Ce qui ne veut pas dire qu'ils sont inoffensifs: de nombreux sites de propagande djihadiste sur l'internet expliquent comment fabriquer des explosifs dans sa cuisine à partir de substances achetées au magasin du coin. C'est le cas d'un récent numéro du magazine Inspire, publié par Al-Qaïda dans la péninsule arabique.

Traités différemment

Rappelons que Mahdi El Jamali et Sabrine Djaermane, tous deux âgés de 18 ans, ont été arrêtés lundi car les autorités disaient craindre qu'ils commettent une «infraction terroriste», sans préciser si la menace visait le Canada ou l'étranger.

Les deux jeunes ont été arrêtés en vertu de l'article 810 du Code criminel, qui permet de traîner une personne devant un juge et de lui faire signer un engagement à garder la paix, lorsqu'il existe des raisons de croire qu'elle s'apprête à commettre un crime.

La même procédure a été utilisée envers deux autres Montréalais soupçonnés de préparer une infraction terroriste récemment, mais ceux-ci n'ont jamais été détenus. On leur a simplement demandé de se présenter au tribunal, où ils ont volontairement accepté de porter un bracelet électronique de surveillance, de remettre leur passeport et de ne contacter personne en Syrie, entre autres conditions.

Mahdi El Jamali et Sabrine Djaermane ont été traités beaucoup plus sévèrement: ils ont comparu menottes aux poings et la procureure de la poursuite fédérale spécialiste de l'antiterrorisme, Lyne Décarie, s'est opposée à leur mise en liberté pour l'instant, même s'ils ne sont accusés de rien. Ils doivent être de retour devant la cour lundi.

La Presse avait déjà révélé jeudi que les enquêteurs craignaient que les deux cégépiens quittent le pays pour rejoindre des djihadistes en Syrie. Mais l'inquiétude des policiers vient aussi des substances jugées suspectes qui ont été saisies et qu'un des deux élèves avait en sa possession, ont confirmé plusieurs sources à La Presse depuis.

Rappelons que sept jeunes Québécois ont déjà quitté le pays dans le but, selon la police, de gagner la Syrie.
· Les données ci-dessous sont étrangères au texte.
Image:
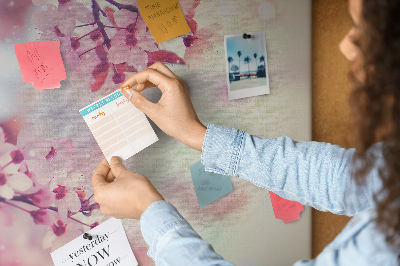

Plusieurs fréquentaient le collège de Maisonneuve. Comme Mahdi El Jamali, au moins quatre suivaient activement les enseignements du prédicateur Adil Charkaoui, qui poursuit actuellement le gouvernement fédéral pour l'avoir désigné comme un agent terroriste dormant.

Développements à venir

Policiers et procureurs de la Couronne discutent présentement de la preuve amassée contre les deux cégépiens et de ce qu'il faut en faire. Déjà mardi, la procureure Lyne Décarie avait confirmé que le dossier pourrait évoluer cette semaine et qu'il était possible que des accusations criminelles soient portées. Elle n'avait donné aucun détail sur la nature de ces accusations.

Joint par La Presse sur Facebook, un ami de Mahdi El Jamali a tenu à défendre la réputation du jeune homme, un grand passionné de soccer qui, selon lui, ne serait pas capable de participer au conflit sanglant qui déchire la Syrie.

«Jamais il n'aurait pensé à aller là-bas. C'était un sportif. Il a un grand coeur. Jamais il ne ferait ça à ses parents. Il n'a jamais changé ses fréquentations. Il était toujours au parc en train de jouer au soccer», dit-il.

Il souligne que le fait qu'El Jamali s'intéresse au centre islamique de Adil Charkaoui, comme d'autres jeunes déjà partis vers la Syrie, ne veut pas dire qu'il suivra leurs traces. «Le centre islamique Assahaba est populaire, c'est tout. Pas parce qu'il [en] fait la promo qu'il veut partir», explique l'ami.